Between when a user opens the app to when they finally make a payment for their order, there are a large number of steps that occur in between within the app.
To book a ride:
Enter destination → Searching the nearest bike → Selecting the bike → Starting the trip.
To order food:
Select cuisine → Select restaurant → Select the dish → Checkout → Make payment.
For example, a grocery company that we are working with realized that people were churning out from the ordering process once they saw the SLAs and realized they could get better SLAs somewhere else! When we plotted the churn data, we noticed some high-density clusters in some specific cities, and the team started focusing on provisioning more delivery partners in those areas.
Increasing User Retention
After converting a single user, how do you ensure repeatability and retention? After all, we all know that retention is one of the most important metrics for a company as it ensures consistent revenue. But with more and more competition and increased choices available to users, one can switch apps at the tap of a button — something that makes retention tougher.
Location can help in retaining users as well as pushing very targeted promotions based on the user’s location and behavior.
For example, if you are a micro-mobility company who has just discovered that college students traveling from the campus are your power users, you might consider subsidizing those routes to incentivize them!
This is a form of out-of-home (OOH) advertising. It is a popular marketing strategy to nurture and retain your users, and the success of this strategy depends on the right messaging and the location.

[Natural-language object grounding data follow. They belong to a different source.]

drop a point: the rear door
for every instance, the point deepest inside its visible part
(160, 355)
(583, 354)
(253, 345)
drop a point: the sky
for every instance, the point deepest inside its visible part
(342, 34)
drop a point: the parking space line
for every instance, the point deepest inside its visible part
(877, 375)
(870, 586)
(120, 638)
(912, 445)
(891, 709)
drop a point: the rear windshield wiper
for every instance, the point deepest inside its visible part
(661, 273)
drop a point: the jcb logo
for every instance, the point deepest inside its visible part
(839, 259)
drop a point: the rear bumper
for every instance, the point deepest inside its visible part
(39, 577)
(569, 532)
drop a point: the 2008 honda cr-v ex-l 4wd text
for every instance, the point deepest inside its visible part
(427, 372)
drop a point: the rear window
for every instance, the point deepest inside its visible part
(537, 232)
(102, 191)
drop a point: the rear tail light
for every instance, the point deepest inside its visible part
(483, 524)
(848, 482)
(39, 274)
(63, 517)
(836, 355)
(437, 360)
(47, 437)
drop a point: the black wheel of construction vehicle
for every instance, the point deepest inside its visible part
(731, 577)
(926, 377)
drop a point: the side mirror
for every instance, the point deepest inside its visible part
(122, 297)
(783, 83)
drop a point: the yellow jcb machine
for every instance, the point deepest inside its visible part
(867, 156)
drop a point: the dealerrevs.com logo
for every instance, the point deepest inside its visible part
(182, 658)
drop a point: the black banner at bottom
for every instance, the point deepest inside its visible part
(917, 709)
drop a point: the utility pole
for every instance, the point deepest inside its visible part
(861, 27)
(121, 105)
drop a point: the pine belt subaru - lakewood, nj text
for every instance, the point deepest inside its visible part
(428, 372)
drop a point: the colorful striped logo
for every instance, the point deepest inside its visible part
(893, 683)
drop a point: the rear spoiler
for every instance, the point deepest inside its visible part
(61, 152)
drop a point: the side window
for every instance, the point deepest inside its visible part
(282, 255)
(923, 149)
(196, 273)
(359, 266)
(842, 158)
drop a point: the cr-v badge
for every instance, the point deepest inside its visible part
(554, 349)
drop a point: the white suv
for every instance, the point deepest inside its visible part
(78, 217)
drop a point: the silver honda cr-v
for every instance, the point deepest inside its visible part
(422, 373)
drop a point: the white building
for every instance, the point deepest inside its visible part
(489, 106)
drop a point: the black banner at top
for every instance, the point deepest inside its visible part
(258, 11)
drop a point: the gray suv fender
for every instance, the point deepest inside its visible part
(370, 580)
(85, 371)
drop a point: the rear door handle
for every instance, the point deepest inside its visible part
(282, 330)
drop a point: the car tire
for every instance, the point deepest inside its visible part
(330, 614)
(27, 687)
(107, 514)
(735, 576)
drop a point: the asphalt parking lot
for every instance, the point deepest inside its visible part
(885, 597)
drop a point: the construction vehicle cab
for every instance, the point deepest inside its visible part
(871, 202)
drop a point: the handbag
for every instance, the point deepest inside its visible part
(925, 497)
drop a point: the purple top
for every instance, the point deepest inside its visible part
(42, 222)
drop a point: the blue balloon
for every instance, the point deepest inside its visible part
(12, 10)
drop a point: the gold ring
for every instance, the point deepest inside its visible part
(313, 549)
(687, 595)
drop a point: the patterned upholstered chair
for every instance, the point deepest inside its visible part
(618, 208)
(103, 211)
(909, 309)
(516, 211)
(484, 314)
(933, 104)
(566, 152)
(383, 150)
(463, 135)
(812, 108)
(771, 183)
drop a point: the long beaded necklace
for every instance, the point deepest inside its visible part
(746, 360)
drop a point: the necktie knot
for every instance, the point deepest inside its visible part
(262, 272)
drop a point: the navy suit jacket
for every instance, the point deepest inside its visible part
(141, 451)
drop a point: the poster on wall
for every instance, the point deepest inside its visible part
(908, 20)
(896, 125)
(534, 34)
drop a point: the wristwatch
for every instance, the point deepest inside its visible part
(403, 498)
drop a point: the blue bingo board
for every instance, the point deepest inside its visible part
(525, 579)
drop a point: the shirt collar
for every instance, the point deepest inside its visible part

How Can You Use This Location Data?
Web marketers use Google Analytics to understand the health of their web page and to leverage user behavior to make strategic decisions. Similarly, a lot of companies are on the lookout for any SaaS tool that can help businesses with on-ground operations to leverage location data and make decisions on a hyperlocal scale.
Companies sometimes try to build these tools internally, but the dashboards are often not customizable, and this requires a lot of effort and time from the engineering teams. A tool that could help business teams make quick, strategic decisions without having to wait for answers to their queries from the Data Science teams could help businesses grow.
How can you improve in the discussed areas using location analytics?
1. Acquisition
Demand mapping lets you analyze the search results, user behavior patterns, and their geographic spread by running your collected location data through analyses. Growth heads can use these insights to identify which areas have gone untapped for the business in different categories.
2. Conversion
Churn analysis helps you track how, why, and where users who open the app end up not converting into paying customers. Whether you need to open a vehicle station hub to provide more stations or call the manager of the restaurant with the highest prep time or do some offline events — the decision is yours.
3. Retention
What if you knew exactly when and where to shoot offline advertisements to increase user retention, all derived from your location data? Workflow modules help companies to send very targeted geo-promotions to their users or get alerts in case their KPIs observe anomalies.